Cartas inglesas, de Karel Čapek (Renacimiento) Traducción de Helena Voldanova | por Juan Jiménez García
No se puede decir que Karel Čapek perdiera mucho el tiempo. Hizo de todo y lo hizo bien, y eso seguramente le valió ser no solo uno de los escritores checos más conocidos (y reconocibles) sino también todo un personaje. Su obra se ha ido publicando en España (o mejor, en nuestro idioma) desde hace mucho, y ello nos ha permitido tener un amplio abanico de ediciones de todos los tamaños y formas. Pero entre todo ello, si algo había quedado un poco ahí, en el olvido, eran quizás sus libros de viajes. Hiperion publicó en su día su Viaje a España y ahora le ha llegado el momento, de la mano de Renacimiento, a sus Cartas inglesas. Y estas Cartas inglesas son seguramente uno de los libros de viajes más deliciosos que hemos llegado a leer. Es más: un libro de viajes que solo podría haber escrito un checo.

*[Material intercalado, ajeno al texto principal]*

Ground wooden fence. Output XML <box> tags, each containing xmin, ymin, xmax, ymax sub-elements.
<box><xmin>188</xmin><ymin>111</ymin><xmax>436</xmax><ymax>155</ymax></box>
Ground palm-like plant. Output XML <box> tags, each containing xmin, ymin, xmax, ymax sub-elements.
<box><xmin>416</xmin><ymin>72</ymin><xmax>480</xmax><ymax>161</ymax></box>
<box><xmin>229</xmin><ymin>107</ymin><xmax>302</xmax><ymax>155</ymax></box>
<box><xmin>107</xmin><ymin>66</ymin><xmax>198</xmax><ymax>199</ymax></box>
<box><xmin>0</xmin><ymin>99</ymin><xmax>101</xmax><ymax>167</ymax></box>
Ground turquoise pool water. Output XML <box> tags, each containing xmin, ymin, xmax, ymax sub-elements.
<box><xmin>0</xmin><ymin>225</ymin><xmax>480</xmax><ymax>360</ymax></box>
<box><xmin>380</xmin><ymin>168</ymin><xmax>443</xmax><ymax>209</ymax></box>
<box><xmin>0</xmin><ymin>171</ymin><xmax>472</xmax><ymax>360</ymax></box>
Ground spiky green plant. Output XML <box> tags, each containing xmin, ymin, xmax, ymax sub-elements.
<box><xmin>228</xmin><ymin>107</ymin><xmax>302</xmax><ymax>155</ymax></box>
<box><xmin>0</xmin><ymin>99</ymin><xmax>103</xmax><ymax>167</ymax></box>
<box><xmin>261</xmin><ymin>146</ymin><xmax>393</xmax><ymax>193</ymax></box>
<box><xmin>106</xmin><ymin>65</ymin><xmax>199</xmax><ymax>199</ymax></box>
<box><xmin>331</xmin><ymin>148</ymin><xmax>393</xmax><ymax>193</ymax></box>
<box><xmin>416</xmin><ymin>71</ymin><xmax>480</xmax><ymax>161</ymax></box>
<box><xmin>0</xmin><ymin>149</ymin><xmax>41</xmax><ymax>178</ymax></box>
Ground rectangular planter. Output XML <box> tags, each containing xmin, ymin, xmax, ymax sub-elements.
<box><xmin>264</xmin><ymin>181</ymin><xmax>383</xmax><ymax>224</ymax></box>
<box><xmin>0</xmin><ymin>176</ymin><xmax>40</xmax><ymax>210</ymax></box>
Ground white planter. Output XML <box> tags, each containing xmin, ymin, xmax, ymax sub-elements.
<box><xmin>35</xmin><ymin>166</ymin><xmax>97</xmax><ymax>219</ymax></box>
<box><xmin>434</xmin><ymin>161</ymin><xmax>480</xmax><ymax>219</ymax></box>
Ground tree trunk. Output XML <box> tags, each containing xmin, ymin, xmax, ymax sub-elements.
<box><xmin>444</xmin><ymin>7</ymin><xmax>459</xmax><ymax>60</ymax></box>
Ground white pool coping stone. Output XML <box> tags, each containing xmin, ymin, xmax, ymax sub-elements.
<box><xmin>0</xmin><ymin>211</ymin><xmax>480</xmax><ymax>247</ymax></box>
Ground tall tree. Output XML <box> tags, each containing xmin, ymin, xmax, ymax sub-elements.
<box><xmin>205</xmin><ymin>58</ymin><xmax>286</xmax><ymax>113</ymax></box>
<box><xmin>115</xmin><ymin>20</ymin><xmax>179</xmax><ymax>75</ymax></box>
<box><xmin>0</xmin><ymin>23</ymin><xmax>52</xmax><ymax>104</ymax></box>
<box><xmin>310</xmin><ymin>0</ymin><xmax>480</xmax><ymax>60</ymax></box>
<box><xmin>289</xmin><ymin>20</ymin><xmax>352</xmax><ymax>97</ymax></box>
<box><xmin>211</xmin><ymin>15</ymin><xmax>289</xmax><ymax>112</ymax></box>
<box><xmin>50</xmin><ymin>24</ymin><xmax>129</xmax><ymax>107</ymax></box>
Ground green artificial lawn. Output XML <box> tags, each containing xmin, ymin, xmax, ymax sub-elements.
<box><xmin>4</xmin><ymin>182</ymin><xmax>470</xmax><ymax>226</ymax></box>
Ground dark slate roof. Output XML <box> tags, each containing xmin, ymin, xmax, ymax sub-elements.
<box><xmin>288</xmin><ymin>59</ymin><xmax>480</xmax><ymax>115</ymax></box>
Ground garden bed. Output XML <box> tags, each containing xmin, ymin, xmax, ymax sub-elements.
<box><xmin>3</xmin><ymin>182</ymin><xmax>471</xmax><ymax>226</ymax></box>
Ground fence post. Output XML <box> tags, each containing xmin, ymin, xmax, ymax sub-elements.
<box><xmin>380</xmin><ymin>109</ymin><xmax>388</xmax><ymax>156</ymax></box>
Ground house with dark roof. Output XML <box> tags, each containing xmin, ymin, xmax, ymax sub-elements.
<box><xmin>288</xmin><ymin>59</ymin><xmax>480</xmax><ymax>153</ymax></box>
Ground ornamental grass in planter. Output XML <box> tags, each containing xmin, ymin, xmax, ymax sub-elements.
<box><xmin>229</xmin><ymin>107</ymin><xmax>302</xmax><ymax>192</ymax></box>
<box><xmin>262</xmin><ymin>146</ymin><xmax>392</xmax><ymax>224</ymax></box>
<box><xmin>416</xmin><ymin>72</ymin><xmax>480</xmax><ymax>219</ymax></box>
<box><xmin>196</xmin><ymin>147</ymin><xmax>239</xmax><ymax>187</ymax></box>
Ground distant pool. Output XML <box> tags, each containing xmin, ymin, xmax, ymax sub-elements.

Ir de viaje es una cosa seria. Contarlo es una cosa aún más seria. Las maneras de contarlo son infinitas y, seguramente, es una cuestión de sensibilidad. U oficio. Para empezar, está la impotencia de no llegar a todo y de trasladar esa parte como algo más grande. Cuando uno apenas conoce la ciudad en la que vive, ¿cómo pretender conocer países enteros? Čapek no lo pretende. Para él, un viaje es aquello que permanece en nuestra cabeza. Aquello que nos ha llamado la atención. E incluso un viaje es la imposibilidad de hacer un viaje (como Irlanda). En esa visión tan checa (fragmentaria), en la que la vida es una suma de pequeñas piezas que dan algo más grande, para Čapek Inglaterra es aquello que le hace detenerse y, por qué no decirlo, sonreír irónicamente frente al descubrimiento. Esas casas todas iguales, esos barrios de colores homogéneos, esos pequeños jardines que les separan del mundo (para alguien que viene de una Praga que vive en sus calles), le dicen más cosas de lo que le dirán sus monumentos (a los que no les presta nada de atención) o sus museos (que solo le dicen algo en la medida que son capaces de decir algo sobre el carácter de aquellos que los construyeron y los cobijan).
Los parques (Hyde Park y sus oradores), los clubes privados, el silencio de los clubes privados, las ferias, las catedrales (monumentales y despojadas de todo, perfectas y por ello faltas de algo… del error, tal vez), las universidades o el campo, van desfilando en pequeñas piezas de coleccionista de reverso de las postales. Bajo su humor, bajo sus dibujos (no menos sonrientes), se nos va formando una Inglaterra que no es que nos sea desconocida (ya hay pocos lugares que descubrir, y los ingleses si algo supieron siempre fue mirarse irónicamente), pero que el escritor nos hace ver desde una óptica inédita.
Una vez vista Inglaterra, puede uno adentrarse en Escocia. El país de piedra, dice. Todo está hecho de piedra, quizás hasta las personas.Visita Edimburgo (la ciudad más bonita del mundo, pero en la que nada parece estar en su sitio) y también Glasgow (que es todo lo contrario: el horror industrial). Y entre todo, sus castillos, sus tierras interminables, pobres pero orgullosas. Lugares de leyendas, de fantasmas. Tras Escocia, el norte de Gales, ese lugar de palabras incompresibles y sin fin (ya no solo por ser otro idioma, sino porque como idioma es casi inconcebible), el país de las montañas. No se quedará mucho.
Irlanda no existe para los ingleses. Nada se les ha perdido ahí, y pese a los intentos de Čapek por llegar hasta ella, no será posible ni comprar una simple guía. Será la tierra que no podrá pisar, y tendrá que contentarse por seguir dando vueltas por Inglaterra, de nuevo. Más tierras verdes interminables, más bosques, sus puertos, el Stratford de Shakespeare. También más personas. Aquellos escritores con los que se encontró: Chesterton, Wells, Shaw,… Retratos igualmente divertidos (con esa mirada inocente, feliz), que preceden a su regreso (huída le llama) a la patria checa, al continente, tan diferente de aquellos insulares, de los que puede uno puede admirar todo menos vivir como ellos. Paradojas del destino.